The procedure of extracting lutein from Scenedesmus almeriensis, dried and crushed, as! as the products obtained, they are similar to those described in example 2 for Haematococcus pluvialis. The ratio biomass: solution of hydroorganic equilibrium: recommended nanostructured liquid phase is 1: 2: 1 (p / v / v). Lutein present in Scenedesmus almeriensis (approximately 0.5%, w / w, in free form), was extracted with recovery percentages higher than 90% and the extract, enriched by a factor of 2.5 times, contains the carotenoids in a matrix of fatty acids and liquid phase nanostructured The residue of the biomass is fundamentally constituted by proteins and carbohydrates.

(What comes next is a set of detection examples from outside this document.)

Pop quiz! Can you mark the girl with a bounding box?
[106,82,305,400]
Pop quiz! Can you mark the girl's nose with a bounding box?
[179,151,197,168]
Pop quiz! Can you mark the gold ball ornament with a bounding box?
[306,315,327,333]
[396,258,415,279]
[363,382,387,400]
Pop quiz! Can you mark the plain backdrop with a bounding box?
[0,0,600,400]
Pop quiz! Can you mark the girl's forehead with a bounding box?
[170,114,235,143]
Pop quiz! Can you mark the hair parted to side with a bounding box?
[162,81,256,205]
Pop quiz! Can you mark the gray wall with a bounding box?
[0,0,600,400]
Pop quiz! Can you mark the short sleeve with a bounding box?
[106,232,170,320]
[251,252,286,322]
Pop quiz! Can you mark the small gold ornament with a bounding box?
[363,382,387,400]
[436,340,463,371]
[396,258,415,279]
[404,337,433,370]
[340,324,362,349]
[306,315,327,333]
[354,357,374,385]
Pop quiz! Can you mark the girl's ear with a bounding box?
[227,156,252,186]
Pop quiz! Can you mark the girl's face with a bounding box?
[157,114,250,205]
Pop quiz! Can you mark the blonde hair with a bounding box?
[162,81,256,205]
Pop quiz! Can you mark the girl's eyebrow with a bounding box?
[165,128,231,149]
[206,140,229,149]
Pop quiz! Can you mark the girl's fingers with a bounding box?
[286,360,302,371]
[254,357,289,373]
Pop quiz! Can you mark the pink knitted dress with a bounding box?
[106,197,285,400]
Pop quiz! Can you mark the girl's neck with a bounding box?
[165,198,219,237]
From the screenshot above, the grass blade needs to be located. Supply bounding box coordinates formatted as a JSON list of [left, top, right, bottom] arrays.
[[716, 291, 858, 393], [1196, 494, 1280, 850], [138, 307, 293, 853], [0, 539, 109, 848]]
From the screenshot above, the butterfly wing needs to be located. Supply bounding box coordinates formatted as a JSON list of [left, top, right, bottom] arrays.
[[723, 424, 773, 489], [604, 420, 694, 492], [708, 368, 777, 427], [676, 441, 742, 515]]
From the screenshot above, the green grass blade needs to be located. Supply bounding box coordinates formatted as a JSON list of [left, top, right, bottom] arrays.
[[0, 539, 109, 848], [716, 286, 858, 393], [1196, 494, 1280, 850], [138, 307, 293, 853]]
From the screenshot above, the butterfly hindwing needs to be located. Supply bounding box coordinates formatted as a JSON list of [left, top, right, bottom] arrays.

Example 4. Extraction of p-carotene from Dunaliella salina

The Dunaliella salina microalgae is one of the organisms with the highest production of pcarotene, being able to reach up to 10% in dry weight. It also contains lutein and zeaxanthin in smaller proportion. The extraction of the carotenoids present in it is done from the dry and crushed biomass, using the ratio biomass: hydro-organic equilibrium solution: nanostructured liquid phase 1: 2.5: 1 (w / v / v). The recovery percentage of p-carotene is greater than 98%. The extraction procedure, as! as the products obtained, they are similar to those described in example 2 for Haematococcus pluvialis.

Claims (10)

1. Procedure for obtaining carotenoids from biomass comprising the following stages: a) dissolving an amphiphilic surfactant in an organic solvent and adding water, in a proportion of each component in the mixture comprised between 1: 4: 2.6 and 1: 7: 13 (g: mL: mL). b) centrifuge the mixture obtained in a), at least 3000 rpm for 10 min, obtaining a hydro-organic phase and a nanostructured fl uid phase, c) separate the two phases obtained in stage b) d) mixing the biomass with the hydro-organic phase and the fl uid phase obtained in step b) in a ratio between 1: 0: 2 and 1: 10: 1 (g: mL: mL), e) centrifuging the mixture obtained in d) for at least 10 minutes at least 2500 rpm, obtaining 3 differentiated phases: fluent phase, solid phase and an intermediate phase, f) purifying the fl uid phase obtained in e) to obtain the carotene extract. 2. Process for obtaining carotenoids according to claim 1, wherein the amphiphilic surfactant comprises a hydrocarbon chain of between 6 and 18 carbon atoms and at least one polar group selected from carboxylic groups, alcohols, aldehydes, ketones, phosphates. . 3. Process for obtaining carotenoids according to any of claims 1-2, wherein the amphiphilic surfactant is selected from among glycoflids, fatty acids, phosphophylls, lipopeptides, neutral flipids, or any surfactant of natural origin 4. Process for obtaining carotenoids according to any of the preceding claims, wherein the organic solvent is selected from tetrahydrofuran, ethylene glycol, dioxane, acetone, propanol, ethanol, acetonitrile and methanol. 5. Process for obtaining carotenoids according to any of the preceding claims wherein step f) of purification is carried out by elimination of the organic solvent. 6. Process for obtaining carotenoids according to any of the preceding claims, comprising an additional step of diluting the extract obtained in step f) with a vegetable oil. 7. Process for obtaining carotenoids according to any of the preceding claims, wherein the biomass is vegetable, fungal or yeast biomass. 8. Process for obtaining carotenoids according to any of the previous claims wherein the biomass comprises a pretreatment of drying and grinding. 9. Use of the extract obtained by the process according to any of claims 1-8 as a food additive. 10. Use of the extract obtained by the method according to any of claims 1-8 in pharmaceutical formulations.